SUPPLEMENTAL READINGS: Fisher et al. (1987), Chapters 2–5.

Check the PmagPy website for examples on how to use the PmagPy programs in this problem set.

Problem 1

a) Use the program fishrot.py to generate a Fisher distributed data set of
N = 20 data points, drawn from a true mean direction of D = 12^{∘},I = 45^{∘} and a
κ of 25. Save these to a file called prob1a.dat. (Use eqarea.py to admire your
handiwork.) Remember that some PCs installations do not use the .py
termination. Hint: use the Unix file redirect feature:

% fishrot.py -n 20 -D 12 -I 45 -k 25 > ps11_prob1a.dat

Note that you can also do this from within a notebook using the ’!’ option in a code block:

!fishrot.py -n 20 -D 12 -I 45 -k 25 > ps11_prob1a.dat

As a challenge problem, you can use the function pmag.fshdev directly from the ipython notebook environment and plot it with the ipmag functions plot_net and and plot_di.

b) Write a program to read in ps11_prob1a.dat from a) and calculate the average
Declination and Inclination and these Fisher statistics: k,α_{95},R and CSD. You
can check your answer with the PmagPy program gofish.py.

c) Now generate a second sample from the same distribution (just repeat the fishrot.py command) and put the second set of directions in prob1c.dat.

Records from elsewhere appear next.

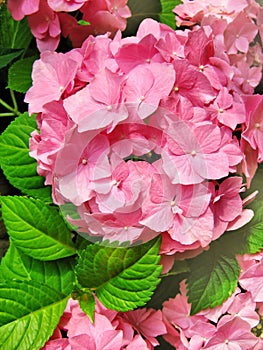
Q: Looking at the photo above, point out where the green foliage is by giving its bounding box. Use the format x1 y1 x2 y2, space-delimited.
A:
1 196 76 261
159 0 182 29
124 0 162 36
76 238 162 311
0 242 75 295
0 4 33 52
187 187 263 314
0 280 68 350
8 56 37 93
0 47 23 69
187 241 240 314
0 113 52 202
72 286 96 323
124 0 181 36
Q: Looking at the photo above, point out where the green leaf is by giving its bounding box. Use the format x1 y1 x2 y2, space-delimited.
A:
76 238 162 311
8 56 37 93
160 0 182 29
0 113 52 202
0 280 68 350
1 196 76 261
0 48 23 69
0 242 75 295
187 233 240 314
123 0 162 36
71 286 96 323
0 4 33 49
238 202 263 254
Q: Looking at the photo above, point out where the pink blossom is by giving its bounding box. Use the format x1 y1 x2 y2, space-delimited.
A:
25 52 78 114
141 174 210 235
7 0 40 21
225 292 259 328
64 69 128 132
171 60 215 106
211 177 242 238
204 317 257 350
242 96 263 162
115 33 163 73
123 308 166 346
124 63 175 119
43 299 166 350
29 101 73 185
162 122 234 184
210 87 246 130
224 12 257 54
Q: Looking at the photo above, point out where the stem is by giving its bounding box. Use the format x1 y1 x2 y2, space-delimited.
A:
0 98 15 113
10 90 21 114
0 90 21 117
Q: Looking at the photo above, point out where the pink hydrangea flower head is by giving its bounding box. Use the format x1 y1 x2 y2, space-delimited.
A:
7 0 40 21
204 317 257 350
25 51 78 115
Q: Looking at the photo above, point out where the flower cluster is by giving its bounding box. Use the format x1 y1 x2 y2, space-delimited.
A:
25 8 263 255
174 0 263 184
43 299 166 350
8 0 131 52
163 253 263 350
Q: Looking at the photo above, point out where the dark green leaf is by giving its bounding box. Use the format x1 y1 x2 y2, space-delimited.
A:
187 233 240 314
0 242 75 295
71 286 96 323
8 56 37 93
0 113 52 202
0 4 33 49
1 196 76 261
0 280 68 350
76 239 162 311
124 0 162 36
0 47 23 69
160 0 182 29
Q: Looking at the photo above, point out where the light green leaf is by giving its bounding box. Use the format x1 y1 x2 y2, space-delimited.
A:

These are two sets of directions drawn from the same distribution and certainly should share a common mean direction (logically). But do the two data sets pass the simple Watson F test for common mean direction? [This test will fail 5% of the time!] Write a simple program to read in the two data files and calculate Watson’s F. Check your answer using the program watsons_f.py.

d) Generate a third sample from a distribution with D = 55^{∘},I = 60^{∘} but the
same N and κ and save it in ps11_prob1d.dat. Does this data set pass the F test
for common mean with the data in prob1a.dat?

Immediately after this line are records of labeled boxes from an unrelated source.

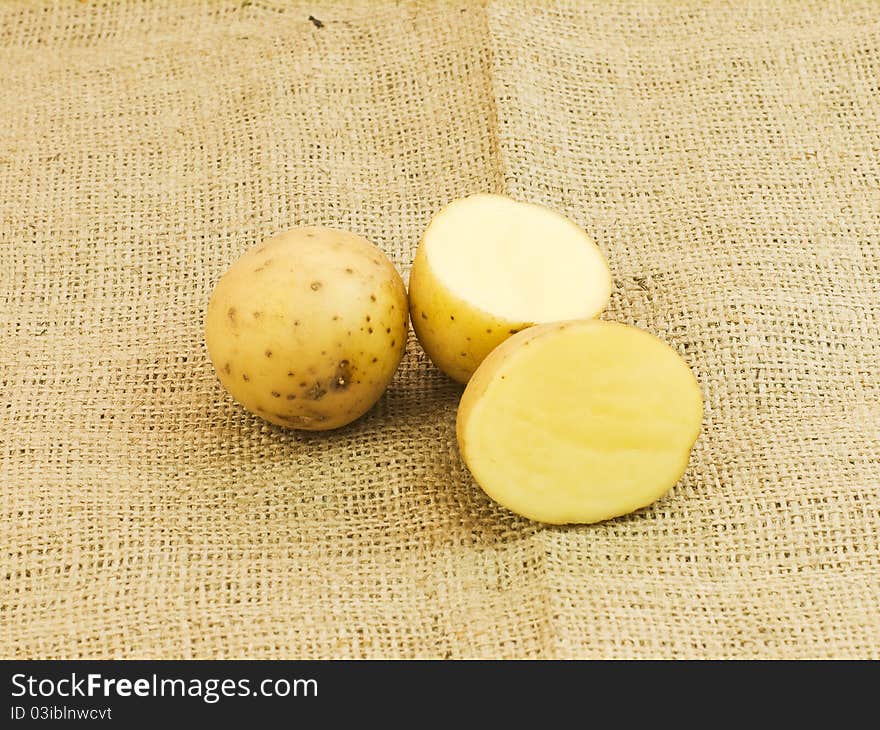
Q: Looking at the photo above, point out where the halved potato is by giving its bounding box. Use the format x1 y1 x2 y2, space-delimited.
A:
457 320 703 524
409 194 611 383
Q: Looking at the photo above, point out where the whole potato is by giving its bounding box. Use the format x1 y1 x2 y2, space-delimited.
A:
205 227 408 431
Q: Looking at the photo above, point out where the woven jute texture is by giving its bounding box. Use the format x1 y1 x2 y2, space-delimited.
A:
0 0 880 658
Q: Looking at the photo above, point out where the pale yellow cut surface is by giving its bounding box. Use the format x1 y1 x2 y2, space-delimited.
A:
457 320 703 524
409 194 611 383
205 227 408 431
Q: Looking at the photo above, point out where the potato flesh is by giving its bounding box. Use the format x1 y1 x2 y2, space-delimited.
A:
424 195 611 323
409 195 611 383
458 320 702 524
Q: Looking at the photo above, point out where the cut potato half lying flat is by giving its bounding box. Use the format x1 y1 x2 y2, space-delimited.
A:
409 194 611 383
457 320 703 524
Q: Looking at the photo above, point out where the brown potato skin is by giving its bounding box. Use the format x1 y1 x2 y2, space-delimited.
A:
205 227 408 431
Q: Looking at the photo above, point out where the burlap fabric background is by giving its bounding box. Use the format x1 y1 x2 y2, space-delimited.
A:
0 0 880 658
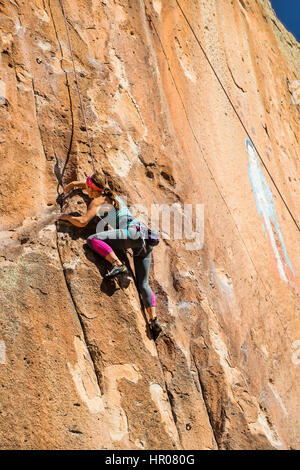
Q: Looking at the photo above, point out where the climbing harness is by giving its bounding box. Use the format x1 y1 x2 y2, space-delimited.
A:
176 0 300 232
59 0 96 171
128 218 159 256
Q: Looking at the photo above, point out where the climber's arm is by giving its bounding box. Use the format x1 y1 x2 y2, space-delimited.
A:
64 181 86 193
58 201 99 227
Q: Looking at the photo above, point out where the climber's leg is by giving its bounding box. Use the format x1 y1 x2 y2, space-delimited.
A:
87 230 128 278
87 229 141 278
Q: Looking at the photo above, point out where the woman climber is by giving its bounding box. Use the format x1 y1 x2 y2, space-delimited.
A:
58 172 162 338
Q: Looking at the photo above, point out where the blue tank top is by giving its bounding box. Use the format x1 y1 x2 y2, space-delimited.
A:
102 196 139 230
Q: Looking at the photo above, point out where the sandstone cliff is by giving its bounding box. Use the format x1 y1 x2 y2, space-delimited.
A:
0 0 300 449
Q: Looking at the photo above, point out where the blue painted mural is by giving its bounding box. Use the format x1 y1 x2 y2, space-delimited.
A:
246 137 295 282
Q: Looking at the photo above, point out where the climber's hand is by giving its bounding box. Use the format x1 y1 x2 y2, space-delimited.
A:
57 214 70 220
64 182 74 194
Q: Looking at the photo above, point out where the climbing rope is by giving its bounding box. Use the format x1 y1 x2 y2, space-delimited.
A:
176 0 300 232
59 0 96 171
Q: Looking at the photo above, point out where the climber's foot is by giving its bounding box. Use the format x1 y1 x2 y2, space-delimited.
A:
104 264 128 279
150 317 162 341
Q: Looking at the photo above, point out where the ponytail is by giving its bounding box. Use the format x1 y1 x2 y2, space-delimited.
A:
102 186 121 210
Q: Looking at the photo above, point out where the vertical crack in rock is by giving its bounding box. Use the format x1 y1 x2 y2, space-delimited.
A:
56 225 102 395
31 79 47 160
191 353 220 449
48 0 75 178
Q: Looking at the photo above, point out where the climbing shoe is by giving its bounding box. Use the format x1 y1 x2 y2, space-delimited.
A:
104 264 128 279
150 317 162 340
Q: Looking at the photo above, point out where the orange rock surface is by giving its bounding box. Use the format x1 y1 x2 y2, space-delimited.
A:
0 0 300 449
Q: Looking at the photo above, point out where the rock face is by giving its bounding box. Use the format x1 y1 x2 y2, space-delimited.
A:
0 0 300 449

e) An alternative method for testing for common mean with less restrictive
assumptions uses Watson’s statistic V _{w}. Use the program watsons_v.py to test
prob1a.dat against prob1c.dat and prob1d.dat. Do the answers using V _{w} agree
with those using the F test?

Problem 2

a) Generate a set of directions, drawn from a Fisher distribution with a true
mean inclination of 70^{∘}. Calculate the Gaussian average of the inclination data.
You can write your own script or use the PmagPy program stats.py for this.
[HINT: investigate the marvels of the Unix command awk. If you use a PC and
think you do not have this, re-read the installation instructions for the
PmagPy software package – there is a set of useful Unix utilities for
you.]

b) How does this compare with the average you calculate using your Fisher program (or gofish.py).

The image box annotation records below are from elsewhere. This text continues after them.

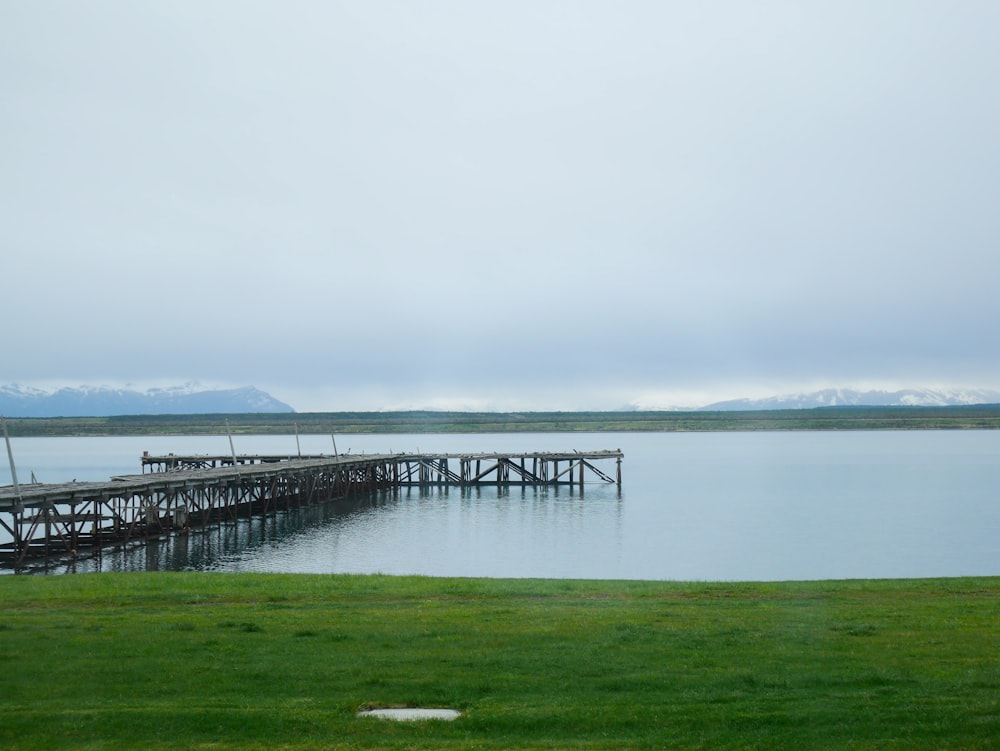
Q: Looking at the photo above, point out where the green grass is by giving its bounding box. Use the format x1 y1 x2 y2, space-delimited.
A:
0 574 1000 751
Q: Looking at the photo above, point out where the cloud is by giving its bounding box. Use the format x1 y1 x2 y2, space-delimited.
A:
0 1 1000 408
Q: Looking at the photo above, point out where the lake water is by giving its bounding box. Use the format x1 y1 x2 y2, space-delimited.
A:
0 431 1000 581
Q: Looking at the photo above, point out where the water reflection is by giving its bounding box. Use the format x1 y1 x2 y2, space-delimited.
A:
45 486 622 576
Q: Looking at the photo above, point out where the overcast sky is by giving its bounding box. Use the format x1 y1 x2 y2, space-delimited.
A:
0 0 1000 411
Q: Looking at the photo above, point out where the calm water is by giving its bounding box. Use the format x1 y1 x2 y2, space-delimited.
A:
0 431 1000 580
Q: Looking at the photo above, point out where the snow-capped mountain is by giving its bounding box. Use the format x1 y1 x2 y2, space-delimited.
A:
701 389 1000 411
0 384 295 417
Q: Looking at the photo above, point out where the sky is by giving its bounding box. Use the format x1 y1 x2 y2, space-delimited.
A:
0 0 1000 411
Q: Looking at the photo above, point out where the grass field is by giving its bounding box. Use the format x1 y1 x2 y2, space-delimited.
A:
0 573 1000 750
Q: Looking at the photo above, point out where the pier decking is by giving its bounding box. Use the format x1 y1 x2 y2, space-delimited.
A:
0 450 623 567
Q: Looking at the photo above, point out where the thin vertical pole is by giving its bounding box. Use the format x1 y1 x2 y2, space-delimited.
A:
0 415 24 505
226 418 240 477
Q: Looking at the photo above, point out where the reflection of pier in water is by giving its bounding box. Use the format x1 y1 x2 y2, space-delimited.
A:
0 450 623 566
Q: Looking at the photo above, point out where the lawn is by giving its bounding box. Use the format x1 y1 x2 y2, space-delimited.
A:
0 573 1000 751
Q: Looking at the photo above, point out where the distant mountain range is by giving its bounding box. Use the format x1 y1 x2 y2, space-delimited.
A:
0 384 295 417
699 389 1000 411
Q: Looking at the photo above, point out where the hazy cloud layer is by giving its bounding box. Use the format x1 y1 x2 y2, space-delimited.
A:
0 0 1000 409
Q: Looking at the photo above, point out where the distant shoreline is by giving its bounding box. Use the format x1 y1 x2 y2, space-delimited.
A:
7 404 1000 437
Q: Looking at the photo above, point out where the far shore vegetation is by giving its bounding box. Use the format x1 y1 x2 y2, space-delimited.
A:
7 405 1000 436
0 573 1000 751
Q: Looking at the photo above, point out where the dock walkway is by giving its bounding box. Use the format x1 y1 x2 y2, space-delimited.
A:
0 450 623 567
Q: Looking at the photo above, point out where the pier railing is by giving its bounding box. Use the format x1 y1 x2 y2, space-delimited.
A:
0 450 623 567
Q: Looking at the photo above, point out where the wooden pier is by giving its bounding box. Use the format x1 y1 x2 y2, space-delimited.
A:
0 450 623 567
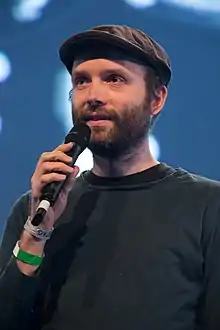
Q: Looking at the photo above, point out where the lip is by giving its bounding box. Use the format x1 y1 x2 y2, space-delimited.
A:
87 119 111 126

c) Use the program incfish.py, which does the inclination only calculation of . Is this estimate closer to the Fisher estimate? Or, you can call the pmag module function doincfish from within an IPython notebook.

Problem 3

a ) Unpack the Chapter_11 datafile from the Datafiles archive (in the Essentials_Examples folder in Datafiles that comes with the PmagPy software package ). You will find a file called prob3a.dat. This has: D,I, dip direction and dip from two limbs of the fold. They are of both polarities. Separate the data into normal and reverse polarity, flip the reverse data over to their antipodes and calculate the Fisher statistics for the combined data set.

b) Use the program di_tilt.py to “untilt” the data (call pmag.dotilt from an IPython notebook). Repeat the procedure in a). Would the two data sets pass a simple (McElhinny F test) fold test?